Scientists have managed to capture on film the moment a huge iceberg breaks away from a glacier in eastern Greenland. The video depicts Helheim Glacier and was shot by New York University’s Denise Holland. Hopefully, it will help researchers further understand the causes of sea-level rise around the world.
"Global sea-level rise is both undeniable and consequential," said research team leader David Holland in a statement. "By capturing how it unfolds, we can see, first-hand, its breath-taking significance."
The process by which ice breaks away from a glacier is known as calving. The chunk of ice that broke away from Greenland's Helheim Glacier during this particular calving event was huge, measuring 6 kilometers (4 miles) in length. That means it would stretch from lower Manhattan to Midtown in New York City, as you can see below.

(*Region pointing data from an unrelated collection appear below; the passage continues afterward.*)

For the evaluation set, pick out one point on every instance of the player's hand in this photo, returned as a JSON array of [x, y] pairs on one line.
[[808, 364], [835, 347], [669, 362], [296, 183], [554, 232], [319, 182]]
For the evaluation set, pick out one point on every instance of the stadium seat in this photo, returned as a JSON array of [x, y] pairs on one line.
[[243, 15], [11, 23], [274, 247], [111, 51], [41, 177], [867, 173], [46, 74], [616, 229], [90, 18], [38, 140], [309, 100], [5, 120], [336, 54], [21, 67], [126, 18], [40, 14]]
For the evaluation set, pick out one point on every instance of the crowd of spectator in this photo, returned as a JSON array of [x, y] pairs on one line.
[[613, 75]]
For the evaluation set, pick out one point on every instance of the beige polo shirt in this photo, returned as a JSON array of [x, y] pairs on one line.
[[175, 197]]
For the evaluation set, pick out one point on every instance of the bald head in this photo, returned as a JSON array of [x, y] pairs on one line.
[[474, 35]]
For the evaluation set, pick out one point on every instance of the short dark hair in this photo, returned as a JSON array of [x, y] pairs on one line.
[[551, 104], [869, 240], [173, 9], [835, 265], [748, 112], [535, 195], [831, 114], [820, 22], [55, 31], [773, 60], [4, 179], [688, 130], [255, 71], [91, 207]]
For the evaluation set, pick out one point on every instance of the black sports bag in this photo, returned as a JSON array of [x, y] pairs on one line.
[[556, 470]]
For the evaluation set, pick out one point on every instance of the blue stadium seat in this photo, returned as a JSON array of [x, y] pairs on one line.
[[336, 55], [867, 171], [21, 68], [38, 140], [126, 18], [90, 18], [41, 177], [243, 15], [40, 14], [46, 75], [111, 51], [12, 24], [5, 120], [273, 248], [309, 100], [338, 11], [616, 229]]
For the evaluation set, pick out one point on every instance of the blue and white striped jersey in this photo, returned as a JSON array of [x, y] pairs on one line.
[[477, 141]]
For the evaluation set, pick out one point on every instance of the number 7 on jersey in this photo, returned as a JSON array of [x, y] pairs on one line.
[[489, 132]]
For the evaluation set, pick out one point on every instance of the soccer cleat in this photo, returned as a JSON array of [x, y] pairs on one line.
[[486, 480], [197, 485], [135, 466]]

The calving event was filmed on June 22 at 11.30pm local time. It took a total of 30 minutes for the ice to break away, although this has been sped up in the video to last just 90 seconds.

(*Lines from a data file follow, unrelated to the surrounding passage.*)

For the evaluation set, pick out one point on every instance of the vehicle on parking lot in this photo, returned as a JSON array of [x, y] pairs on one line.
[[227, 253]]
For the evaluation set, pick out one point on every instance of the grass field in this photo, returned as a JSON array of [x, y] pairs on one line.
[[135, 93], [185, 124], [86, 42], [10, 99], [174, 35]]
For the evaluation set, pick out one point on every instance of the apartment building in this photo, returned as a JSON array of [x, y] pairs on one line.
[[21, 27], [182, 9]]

The vast piece of ice that breaks away is described as a tabular iceberg because it is wide and flat. Meanwhile, smaller pinnacle icebergs, which are tall and thin, can be seen calving off and flipping over. Later in the video, you can see two tabular bergs collide, splitting one in half and overturning the two new pieces. You can check out the amazing footage below.
"Knowing how and in what ways icebergs calve is important for simulations because they ultimately determine global sea-level rise," said Denise Holland. "The better we understand what's going on means we can create more accurate simulations to help predict and plan for climate change."
Unsurprisingly, calving tends to occur as a result of melting ice, and is likely to become more and more common as global temperatures rise. This, in turn, will cause sea levels to rise.
Just last year, a vast iceberg weighing a trillion tonnes calved away from Antarctica’s Larsen Ice Shelf, exposing the mysterious ecosystem below it to light for the first time. Worryingly, scientists reckon that if Antarctica's Western Ice Sheet falls apart, it could lead to a 3-meter (10-foot) rise in sea levels, affecting many coastal cities around the world.